As this Peter Finn piece in the Washington Post makes clear, the state of evidence against Guantanamo Bay detainees is so sad that it is beyond pathetic. We probably can’t convict more than a handful of them, and most of them probably don’t even deserve to be prosecuted. The Pentagon says that 61 separate released detainees have returned to active jihadist activities. I think they’re totally full of shit, but think about what it would mean if it were true!

We are going to have to release almost everyone at Guantanamo because we can’t successfully prosecute them. But many of them could have and should have been prosecuted. A few of them are seriously dangerous criminals, and some of them were directly involved in the 9/11 plot. Some people on the right will kick and scream about releasing even the innocent, let alone the guilty. But what are we supposed to do?

The people to be angry with are the Republicans that created this situation. Imagine if I told you on 9/11 that the people that did it would be released because the government screwed up their cases!
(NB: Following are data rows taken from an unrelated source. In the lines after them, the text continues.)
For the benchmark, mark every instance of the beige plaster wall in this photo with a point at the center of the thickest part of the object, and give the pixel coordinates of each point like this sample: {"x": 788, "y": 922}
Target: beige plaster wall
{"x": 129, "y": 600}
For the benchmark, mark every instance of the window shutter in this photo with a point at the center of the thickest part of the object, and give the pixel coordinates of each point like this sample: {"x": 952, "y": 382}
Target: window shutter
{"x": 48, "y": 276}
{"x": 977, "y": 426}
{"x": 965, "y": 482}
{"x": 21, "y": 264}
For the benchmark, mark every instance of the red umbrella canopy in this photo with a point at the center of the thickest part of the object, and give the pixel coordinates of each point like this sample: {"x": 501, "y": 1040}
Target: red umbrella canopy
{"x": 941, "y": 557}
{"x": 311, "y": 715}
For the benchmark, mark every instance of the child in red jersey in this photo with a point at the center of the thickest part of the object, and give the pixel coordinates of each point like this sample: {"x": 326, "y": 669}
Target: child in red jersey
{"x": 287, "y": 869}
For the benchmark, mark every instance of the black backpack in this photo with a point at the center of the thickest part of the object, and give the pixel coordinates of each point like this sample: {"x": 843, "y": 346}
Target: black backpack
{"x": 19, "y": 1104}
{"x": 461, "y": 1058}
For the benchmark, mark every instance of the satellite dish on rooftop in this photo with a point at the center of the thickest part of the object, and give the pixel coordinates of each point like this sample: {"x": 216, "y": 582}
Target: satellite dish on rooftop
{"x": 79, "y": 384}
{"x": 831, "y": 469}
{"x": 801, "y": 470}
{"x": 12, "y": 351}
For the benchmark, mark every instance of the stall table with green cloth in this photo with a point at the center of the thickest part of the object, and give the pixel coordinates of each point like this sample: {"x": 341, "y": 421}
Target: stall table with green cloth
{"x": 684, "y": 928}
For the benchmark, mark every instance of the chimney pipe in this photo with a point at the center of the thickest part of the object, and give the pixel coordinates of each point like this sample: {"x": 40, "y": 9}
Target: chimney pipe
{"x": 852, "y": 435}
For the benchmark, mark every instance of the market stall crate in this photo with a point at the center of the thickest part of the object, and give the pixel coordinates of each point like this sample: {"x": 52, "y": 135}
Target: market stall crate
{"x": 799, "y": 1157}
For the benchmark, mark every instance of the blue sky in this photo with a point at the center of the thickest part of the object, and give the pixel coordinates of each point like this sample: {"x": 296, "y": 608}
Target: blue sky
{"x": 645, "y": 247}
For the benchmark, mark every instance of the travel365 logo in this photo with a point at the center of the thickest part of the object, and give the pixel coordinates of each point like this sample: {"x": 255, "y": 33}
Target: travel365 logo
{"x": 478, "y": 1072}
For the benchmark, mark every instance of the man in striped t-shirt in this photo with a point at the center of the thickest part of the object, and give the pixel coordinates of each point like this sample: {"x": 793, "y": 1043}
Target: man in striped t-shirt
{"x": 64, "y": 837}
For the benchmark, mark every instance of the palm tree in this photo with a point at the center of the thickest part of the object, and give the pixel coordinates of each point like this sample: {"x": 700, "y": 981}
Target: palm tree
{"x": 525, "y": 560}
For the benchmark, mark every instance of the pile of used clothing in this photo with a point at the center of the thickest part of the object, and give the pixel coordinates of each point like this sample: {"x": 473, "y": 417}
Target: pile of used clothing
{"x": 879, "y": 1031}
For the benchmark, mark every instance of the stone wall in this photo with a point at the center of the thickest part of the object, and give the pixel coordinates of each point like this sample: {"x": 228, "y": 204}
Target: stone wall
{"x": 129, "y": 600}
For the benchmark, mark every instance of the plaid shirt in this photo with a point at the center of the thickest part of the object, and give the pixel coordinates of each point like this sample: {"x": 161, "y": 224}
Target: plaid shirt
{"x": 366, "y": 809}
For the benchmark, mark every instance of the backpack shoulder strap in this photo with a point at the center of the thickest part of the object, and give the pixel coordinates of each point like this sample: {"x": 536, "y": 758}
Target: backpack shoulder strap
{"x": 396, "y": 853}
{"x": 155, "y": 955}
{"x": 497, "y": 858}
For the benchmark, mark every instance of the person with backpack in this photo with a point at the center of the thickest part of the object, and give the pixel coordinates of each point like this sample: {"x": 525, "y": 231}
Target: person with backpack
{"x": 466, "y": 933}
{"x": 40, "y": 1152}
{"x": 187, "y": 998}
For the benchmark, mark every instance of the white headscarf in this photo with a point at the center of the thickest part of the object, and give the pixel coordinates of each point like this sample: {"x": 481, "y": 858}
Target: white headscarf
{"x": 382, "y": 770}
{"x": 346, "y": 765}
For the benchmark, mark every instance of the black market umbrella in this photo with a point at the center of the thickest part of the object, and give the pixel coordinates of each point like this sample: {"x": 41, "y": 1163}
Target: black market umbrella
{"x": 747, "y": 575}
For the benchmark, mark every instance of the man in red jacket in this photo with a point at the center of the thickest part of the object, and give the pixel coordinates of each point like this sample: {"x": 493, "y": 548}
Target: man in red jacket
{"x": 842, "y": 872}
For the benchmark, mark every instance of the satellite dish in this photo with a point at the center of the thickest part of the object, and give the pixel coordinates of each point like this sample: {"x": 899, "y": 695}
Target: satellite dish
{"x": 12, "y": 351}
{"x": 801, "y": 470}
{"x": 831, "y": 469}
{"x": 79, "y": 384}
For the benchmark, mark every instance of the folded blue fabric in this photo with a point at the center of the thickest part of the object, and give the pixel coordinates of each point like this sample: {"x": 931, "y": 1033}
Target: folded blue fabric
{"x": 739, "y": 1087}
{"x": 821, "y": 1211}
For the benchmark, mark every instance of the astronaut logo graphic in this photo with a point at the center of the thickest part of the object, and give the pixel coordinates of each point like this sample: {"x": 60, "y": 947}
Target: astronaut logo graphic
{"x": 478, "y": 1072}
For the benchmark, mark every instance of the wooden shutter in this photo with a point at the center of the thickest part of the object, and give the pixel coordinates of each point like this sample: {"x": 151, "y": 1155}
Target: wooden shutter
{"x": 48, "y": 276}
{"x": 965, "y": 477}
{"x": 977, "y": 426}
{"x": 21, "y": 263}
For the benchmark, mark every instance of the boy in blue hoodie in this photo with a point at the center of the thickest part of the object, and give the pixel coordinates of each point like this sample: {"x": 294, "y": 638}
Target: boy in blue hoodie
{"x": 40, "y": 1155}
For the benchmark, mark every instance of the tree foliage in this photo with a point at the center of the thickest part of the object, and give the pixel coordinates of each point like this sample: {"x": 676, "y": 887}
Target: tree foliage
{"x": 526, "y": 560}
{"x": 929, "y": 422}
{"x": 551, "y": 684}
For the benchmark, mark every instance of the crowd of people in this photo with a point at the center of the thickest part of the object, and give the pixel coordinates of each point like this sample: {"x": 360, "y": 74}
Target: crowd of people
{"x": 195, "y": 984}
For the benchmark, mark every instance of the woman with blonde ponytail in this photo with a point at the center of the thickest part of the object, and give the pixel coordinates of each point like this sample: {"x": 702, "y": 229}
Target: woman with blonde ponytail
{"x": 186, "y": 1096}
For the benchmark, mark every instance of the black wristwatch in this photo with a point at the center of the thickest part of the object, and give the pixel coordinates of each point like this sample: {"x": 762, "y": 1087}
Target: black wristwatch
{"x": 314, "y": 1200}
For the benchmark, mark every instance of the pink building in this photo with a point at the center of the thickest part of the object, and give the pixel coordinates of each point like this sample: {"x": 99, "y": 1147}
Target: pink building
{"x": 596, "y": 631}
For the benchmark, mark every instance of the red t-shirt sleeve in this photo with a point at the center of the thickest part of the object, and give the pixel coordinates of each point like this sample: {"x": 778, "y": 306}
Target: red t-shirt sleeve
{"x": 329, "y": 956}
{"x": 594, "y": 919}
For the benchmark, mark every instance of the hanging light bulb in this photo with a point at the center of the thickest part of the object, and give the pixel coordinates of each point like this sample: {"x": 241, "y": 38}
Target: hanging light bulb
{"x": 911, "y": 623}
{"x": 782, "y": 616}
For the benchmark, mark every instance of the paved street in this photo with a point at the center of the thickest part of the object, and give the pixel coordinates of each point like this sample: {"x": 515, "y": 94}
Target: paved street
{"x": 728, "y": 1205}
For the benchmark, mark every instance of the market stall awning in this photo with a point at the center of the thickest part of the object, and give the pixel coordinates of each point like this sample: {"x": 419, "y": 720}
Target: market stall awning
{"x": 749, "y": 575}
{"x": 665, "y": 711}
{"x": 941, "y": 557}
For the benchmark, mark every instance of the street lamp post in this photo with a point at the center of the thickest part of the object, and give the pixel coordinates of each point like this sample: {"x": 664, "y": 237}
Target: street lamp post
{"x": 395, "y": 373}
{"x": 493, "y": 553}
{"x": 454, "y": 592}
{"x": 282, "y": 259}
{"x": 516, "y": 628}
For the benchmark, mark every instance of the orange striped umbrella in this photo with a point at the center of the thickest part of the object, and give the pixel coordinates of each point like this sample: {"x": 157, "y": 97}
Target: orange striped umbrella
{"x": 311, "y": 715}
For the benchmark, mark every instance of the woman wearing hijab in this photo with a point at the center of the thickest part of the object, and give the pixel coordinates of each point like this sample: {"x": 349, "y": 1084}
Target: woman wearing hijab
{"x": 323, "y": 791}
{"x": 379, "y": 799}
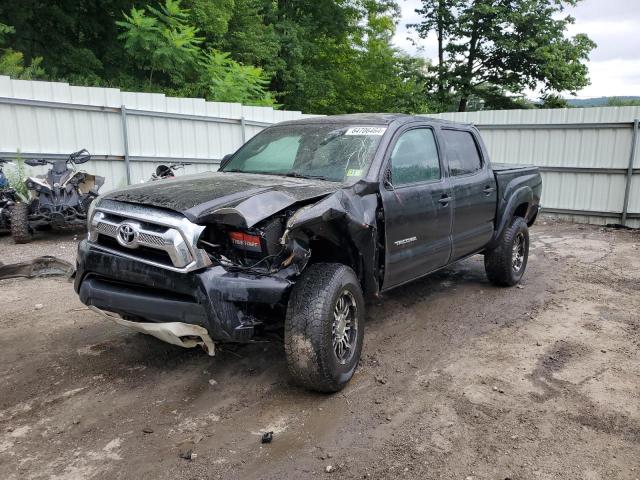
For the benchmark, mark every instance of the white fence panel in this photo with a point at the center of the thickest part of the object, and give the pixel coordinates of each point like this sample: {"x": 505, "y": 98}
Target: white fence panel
{"x": 585, "y": 155}
{"x": 124, "y": 131}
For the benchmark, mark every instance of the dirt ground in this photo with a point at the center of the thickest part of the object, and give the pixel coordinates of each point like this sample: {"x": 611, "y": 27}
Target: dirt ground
{"x": 458, "y": 380}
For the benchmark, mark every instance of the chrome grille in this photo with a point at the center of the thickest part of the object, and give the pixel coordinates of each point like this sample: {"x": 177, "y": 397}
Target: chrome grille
{"x": 150, "y": 239}
{"x": 133, "y": 228}
{"x": 107, "y": 229}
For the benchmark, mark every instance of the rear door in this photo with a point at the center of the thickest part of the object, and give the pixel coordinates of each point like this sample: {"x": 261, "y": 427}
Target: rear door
{"x": 417, "y": 207}
{"x": 474, "y": 192}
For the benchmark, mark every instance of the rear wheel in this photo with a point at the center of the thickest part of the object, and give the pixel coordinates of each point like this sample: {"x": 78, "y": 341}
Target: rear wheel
{"x": 506, "y": 263}
{"x": 20, "y": 230}
{"x": 324, "y": 327}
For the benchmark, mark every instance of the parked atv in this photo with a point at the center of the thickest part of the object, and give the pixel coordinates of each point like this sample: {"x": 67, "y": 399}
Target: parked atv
{"x": 58, "y": 199}
{"x": 8, "y": 199}
{"x": 167, "y": 171}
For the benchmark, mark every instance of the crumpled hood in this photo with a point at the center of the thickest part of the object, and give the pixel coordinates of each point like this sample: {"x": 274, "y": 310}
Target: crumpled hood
{"x": 240, "y": 199}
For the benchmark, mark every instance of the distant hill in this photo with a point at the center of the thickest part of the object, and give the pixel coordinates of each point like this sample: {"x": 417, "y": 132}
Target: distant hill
{"x": 597, "y": 101}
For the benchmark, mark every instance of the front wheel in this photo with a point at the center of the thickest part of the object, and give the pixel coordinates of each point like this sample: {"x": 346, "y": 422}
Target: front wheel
{"x": 20, "y": 230}
{"x": 505, "y": 264}
{"x": 324, "y": 327}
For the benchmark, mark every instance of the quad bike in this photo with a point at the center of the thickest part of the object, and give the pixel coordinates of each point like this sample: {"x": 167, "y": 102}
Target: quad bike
{"x": 8, "y": 198}
{"x": 58, "y": 199}
{"x": 167, "y": 171}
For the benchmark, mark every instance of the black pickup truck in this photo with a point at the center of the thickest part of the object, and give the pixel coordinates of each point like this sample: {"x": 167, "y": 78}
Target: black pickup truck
{"x": 301, "y": 226}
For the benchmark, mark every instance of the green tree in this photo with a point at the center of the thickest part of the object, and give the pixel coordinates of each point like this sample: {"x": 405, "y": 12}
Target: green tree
{"x": 511, "y": 44}
{"x": 12, "y": 62}
{"x": 162, "y": 41}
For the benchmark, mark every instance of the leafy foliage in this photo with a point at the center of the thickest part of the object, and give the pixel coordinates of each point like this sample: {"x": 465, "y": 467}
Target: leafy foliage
{"x": 329, "y": 56}
{"x": 510, "y": 44}
{"x": 160, "y": 40}
{"x": 12, "y": 62}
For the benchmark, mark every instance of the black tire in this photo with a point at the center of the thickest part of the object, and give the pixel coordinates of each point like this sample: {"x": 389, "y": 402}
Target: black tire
{"x": 504, "y": 268}
{"x": 313, "y": 360}
{"x": 20, "y": 230}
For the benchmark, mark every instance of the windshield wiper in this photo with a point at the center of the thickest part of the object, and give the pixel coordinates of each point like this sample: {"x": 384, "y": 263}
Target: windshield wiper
{"x": 301, "y": 175}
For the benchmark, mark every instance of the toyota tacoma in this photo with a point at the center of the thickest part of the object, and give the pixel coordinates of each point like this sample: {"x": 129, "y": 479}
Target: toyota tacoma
{"x": 298, "y": 229}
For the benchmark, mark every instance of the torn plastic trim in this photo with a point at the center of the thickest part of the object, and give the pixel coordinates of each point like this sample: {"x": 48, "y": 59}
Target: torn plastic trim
{"x": 346, "y": 218}
{"x": 175, "y": 333}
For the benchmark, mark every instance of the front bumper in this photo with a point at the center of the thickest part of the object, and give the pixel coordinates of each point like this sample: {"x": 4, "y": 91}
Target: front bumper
{"x": 211, "y": 298}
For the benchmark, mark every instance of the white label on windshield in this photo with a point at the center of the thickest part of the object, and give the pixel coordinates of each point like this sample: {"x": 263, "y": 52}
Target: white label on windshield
{"x": 366, "y": 131}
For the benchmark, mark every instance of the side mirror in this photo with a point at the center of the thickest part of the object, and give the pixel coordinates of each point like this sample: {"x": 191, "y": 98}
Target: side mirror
{"x": 35, "y": 162}
{"x": 386, "y": 180}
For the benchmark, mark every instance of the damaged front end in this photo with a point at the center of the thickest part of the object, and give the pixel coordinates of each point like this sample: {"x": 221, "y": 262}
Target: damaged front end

What if I told you that the government wouldn’t even be able to maintain coherent case files or keep track of physical evidence!

I mean, look at this:

Military defense lawyers also said yesterday that the Office of Military Commissions may have accidentally withdrawn the charges against all defendants at Guantanamo Bay facing trial, including Jawad and even Khalid Sheik Mohammed, the operational mastermind of the Sept. 11, 2001, attacks.

Defense lawyers said the Office of Military Commissions, while creating new jury panels, took the additional step of re-referring all charges, which, they said, would return all cases to square one and require new arraignments.

“This was a royal screw-up,” said Air Force Reserve Maj. David Frakt, Jawad’s military attorney. Another military lawyer, Navy Lt. Cmdr. Brian Mizer, expressing disbelief at the action, said, “This is military justice 101.”

A military judge at Guantanamo Bay has asked lawyers in the case of Canadian Omar Khadr, who is about to go on trial, to brief him on the matter.

“If, in fact, the charges referred on 24 April 2007 have been withdrawn and re-referred on 17 December 2008, it appears the first order of business at the Commission session scheduled for 19 January 2009 is to arraign Mr Khadr on the newly referred charges,” Judge Patrick J. Parrish wrote in an e-mail to counsel.

Pentagon officials called the legal move “simply an administrative action to update commission panels.”

“In some cases, the defense is challenging the way the substitutions were made,” according to a statement by the Office of Military Commissions. “The military judges have ordered briefs on this issue. Depending upon how the judges rule, the government will be prepared to respond.”

Hurricane Katrina was patty-cake compared to this. George W. Bush kept us safe from terrorists? The way things stand right now, we’re going to have to allow tainted evidence in order to avoid setting the 9/11 plotters free.